Artificial Intelligence Offers New Way Of Detecting Breast Cancer
Researchers believe that artificial intelligence offers a new way to detect benign and high-risk breast lesions to eliminate unnecessary surgery. A study published online in the journal Radiology indicates the potential use of AI technology in the future to improve the treatment of breast cancer patients.
Breast Cancer Risks To Women
About 40,000 women die in the United States each year because of breast cancer. In some cases, the disease can be cured when detected earlier. The mammogram is one of the tests available to recognize breast cancer, but it often leaves a false positive result leading to biopsies and surgeries.
The most common cause of a false positive result is high-risk lesions. The lesions may seem to be suspicious in the mammogram with abnormal cells on the needle biopsy test. The patient would then undergo a surgery to eliminate the lesion, but some of the high-risk lesions appear to be 90 percent benign. This procedure puts women at risk every year as they need to go through unnecessary and expensive surgeries.
New Way To Detect Breast Cancer
MIT's Computer Science and Artificial Intelligence Laboratory, Massachusetts General Hospital, and Harvard Medical School researchers believe that artificial intelligence is the answer to diminish unnecessary surgery while maintaining the efficiency of mammogram in detecting breast cancer.
The teams worked together to improve detection and diagnosis by developing an AI system that utilizes machine learning. The model has approximately 600 existing high-risk lesions and checks for patterns of different data elements to analyze the traditional risk factors including family history, pathology reports, past biopsies, and demographics.
Researchers tested the machine learning model on 335 lesions, and it correctly predicted 97 percent of breast cancer diagnosis as malignant and decreased almost 30 percent of benign surgeries.
"To our knowledge, this is the first study to apply machine learning to the task of distinguishing high-risk lesions that need surgery from those that don't," says Professor Constance Lehman, Harvard Medical School, who is also chief of the Breast Imaging Division at MGH's Department of Radiology.

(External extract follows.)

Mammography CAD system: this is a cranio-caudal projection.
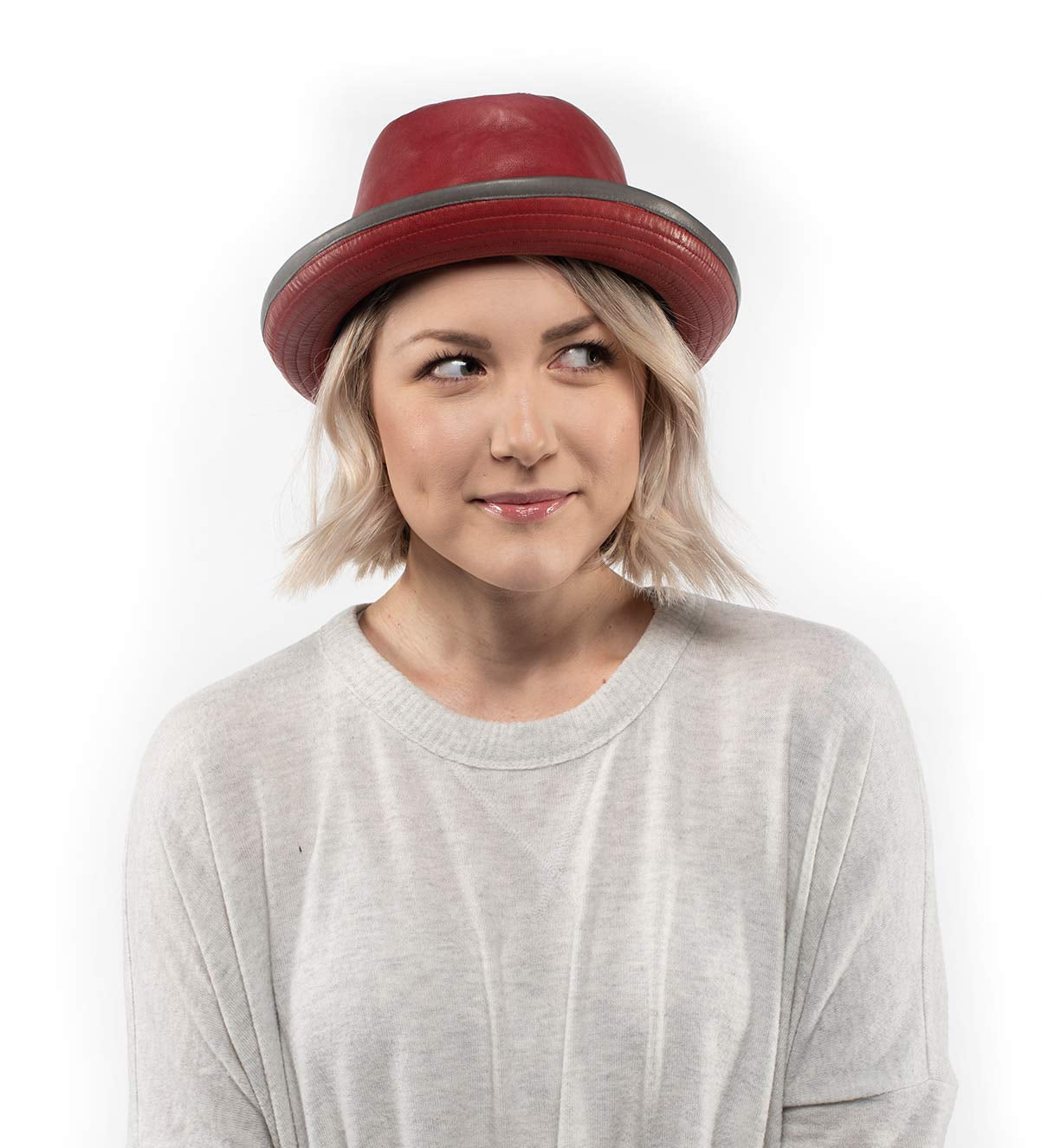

The Use of Machine Learning Model In The Future
"In future work we hope to incorporate the actual images from the mammograms and images of the pathology slides, as well as more extensive patient information from medical records," says Manisha Bahl, Massachusetts General Hospital Breast Imaging Fellowship Program director.
This is the first step for the medical community to embrace machine learning in recognizing patterns and trends that are invisible to humans. MGH radiologists will incorporate the machine learning model into clinical practice over the next year as they are still working to further hone the model.